De tombacle ou d’argent la boucle
Aussi brillante qu’escarboucle.

(Les Porcherons, chant 1er [Amusemens rapsodi-poétiques, etc. Stenay, 1783, in-8, p. 132].)

3. On trouve une comparaison à peu près du même genre dans des vers que cite La Mésengère à l’article Tablier de son Dictionnaire des proverbes :

Quelle grâce, en effet, quels charmes singuliers
Nos dames présentoient avec leurs grands paniers !
. . . . . . . . . . . . . . . . . . . . . . . . . . . . . . . . . . . . . . .
Sur une base énorme, obélisque nouveau,
Dans sa gaine, le corps s’allongeoit en fuseau,
Et serré fortement, afin d’être plus libre,
Présentoit sur sa pointe un coue en équilibre.

4. Fameux arracheur de dents du Pont-Neuf, dont il est déjà parlé dans les Nouvelles à la main de 1728, dans le Journal de Barbier, passim, etc. Gouriet lui a consacré un article dans son livre Personnages célèbres dans les rues de Paris, 1811, in-8, t. 1er, p. 323–325. Une ancienne gravure, reproduite par le Magasin pittoresque, t. 9, p. 324–325, le représente sur son échafaud roulant, au bas de la statue de Henri IV. Quand il mourut, on fit en son honneur, sous ce titre : Apothéose du docteur Gros-Thomas, une chanson qui se trouve dans le recueil s. l. n. d. paru à la fin du XVIIIe siècle, et intitulé le Chansonnier françois (12e recueil, p. 117– 122).

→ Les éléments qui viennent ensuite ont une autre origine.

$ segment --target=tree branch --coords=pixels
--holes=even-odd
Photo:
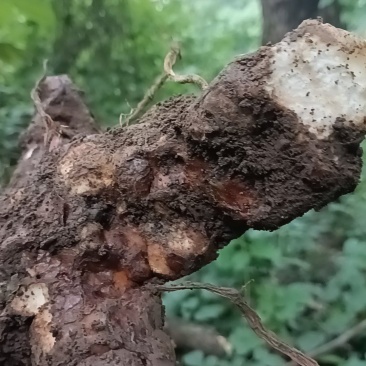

Des onze couplets nous ne citerons que celui-ci :

Sur un char ceint de garde-foux,
Construit d’une forme nouvelle,
Il y débitoit pour cinq sous
La médecine universelle.
Le foie et les reins entrepris
Par son remède étoient guéris ;
Et, par une secrette cause
Qu’il connoissoit dans tous les maux,
Il ordonnoit la même dose
Pour les hommes et les chevaux.

5. C’est un de ces enlèvements, un de ces triomphes de Margot ma Mie (sic), qui est représenté sur une gravure du temps, dont un fac-simile très exact a été donné dans la 26e livraison du Musée de la caricature en France (1834, in-4). « Admirez le pouvoir de ses charmes ! dit M. Jaime, auteur de l’article qui accompagne cette reproduction. Elle a, sans doute, quitté la ruelle parfumée d’un grand seigneur ; elle a été trop festoyée chez les gens du bel air : il lui faut des succès nouveaux, et la voilà tombée dans les bras du peuple, ornée de fleurs et de rubans. La courtisane, les rubans et les fleurs, le peuple ramasse tout, comme les miettes d’un banquet royal. On la porte en triomphe : elle inspire l’allégresse en attendant qu’elle inspire la pitié. Crocheteurs, mitrons, rôtisseurs, cabaretiers, se sont tous cotisés pour payer les violons. Il n’y a pas jusqu’au commissaire qui l’escorte avec son greffier, et qui danse au milieu de ses administrés. C’est qu’en effet, tant que Margot n’aura pas attiré le guet, qu’elle n’aura pas cassé les vitres, le commissaire sera l’ami de Margot. » M. Jaime, depuis qu’il a écrit ces lignes, est devenu lui-même commissaire central à Versailles.

6. Ce lieu, où Vadé fit aussi ses fredaines, étoit situé, comme on sait, sur la rive gauche de la Seine, en face du jardin des Tuileries, à l’extrémité de ce quai, dont l’autre partie portoit déjà le nom de d’Orçay, à cause des travaux que M. Bertrand d’Orçay, prévôt des marchands, y avoit fait commencer en 1708.